Court filings and other information related to the restructuring
proceedings are available at a website administered by the Company's
claims agent, KCC, at www.kccllc.net/swiftenergy,
or via the information call center at (888) 251-2764 (toll free) or
(310) 251-2610 (international). Additional information regarding the
restructuring support agreement, including the conditions of the DIP
financing and the consummation of the restructuring plan, is contained
in a Current Report on Form 8-K to be filed by the Company with the
Securities and Exchange Commission January 4, 2016.
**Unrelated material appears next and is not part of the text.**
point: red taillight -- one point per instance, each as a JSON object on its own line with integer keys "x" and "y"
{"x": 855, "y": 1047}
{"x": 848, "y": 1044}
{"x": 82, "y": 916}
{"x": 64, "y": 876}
About Swift Energy Company
Swift Energy Company, founded in 1979 and headquartered in Houston,
engages in developing, exploring, acquiring and operating oil and gas
properties, with a focus on the Eagle Ford trend of South Texas and, to
a lesser extent, the onshore and inland waters of Louisiana.
Forward-Looking Statements
This press release contains “forward-looking statements” within the
meaning of Section 27A of the Securities Act of 1933, as amended, and
Section 21E of the Securities Exchange Act of 1934, as amended. The
statements in this press release that are not historical facts are
forward-looking statements. Forward-looking statements are estimates and
projections reflecting management’s judgment based on currently
available information and involve a number of risks and uncertainties
that could cause actual results to differ materially from those
suggested by the forward-looking statements. Risk factors include the
risks and uncertainties relating to the restructuring of the Company’s
balance sheet and enhancing of its liquidity, including whether or not
the Company will be successful in doing so; the sufficiency of the
Company’s cash flow and access to liquidity and the ability of the
Company to continue as a going concern; whether the bankruptcy court
will approve the DIP financing and the plan of reorganization of the
Company as proposed, including with respect to the latter, the treatment
of the claims of the senior noteholders, trade creditors and equity
holders, among others; the debtors’ ability to obtain court approval
with respect to motions in the Chapter 11 proceeding; court rulings in
the Chapter 11 proceeding and the outcome of the Chapter 11 proceeding
in general; the length of time the debtors will operate under Chapter
11, including whether the Company will be successful in exiting
bankruptcy within 110 days as planned; risks associated with third party
motions in the Chapter 11 proceeding, which may interfere with the
consummation of the plan of reorganization; the potential adverse
effects of the Chapter 11 proceeding on the debtors’ liquidity, results
of operations, or business prospects, the ability of the Company to
execute its business plan; increased legal costs related to the Chapter
11 proceeding and other litigation; and additional risks and
uncertainties that are described in the Company’s Annual Report on Form
10-K for the fiscal year ended December 31, 2014, as well as in other
reports filed from time to time by the Company with the Securities and
Exchange Commission. This report speaks only as of its date, and the
Company disclaims any duty to update the information herein. These
forward-looking statements are based upon assumptions that are subject
to change and to risks in the Company’s business. Although the Company
believes that the expectations reflected in such forward-looking
statements are reasonable, it can give no assurance that such
expectations will prove to have been correct.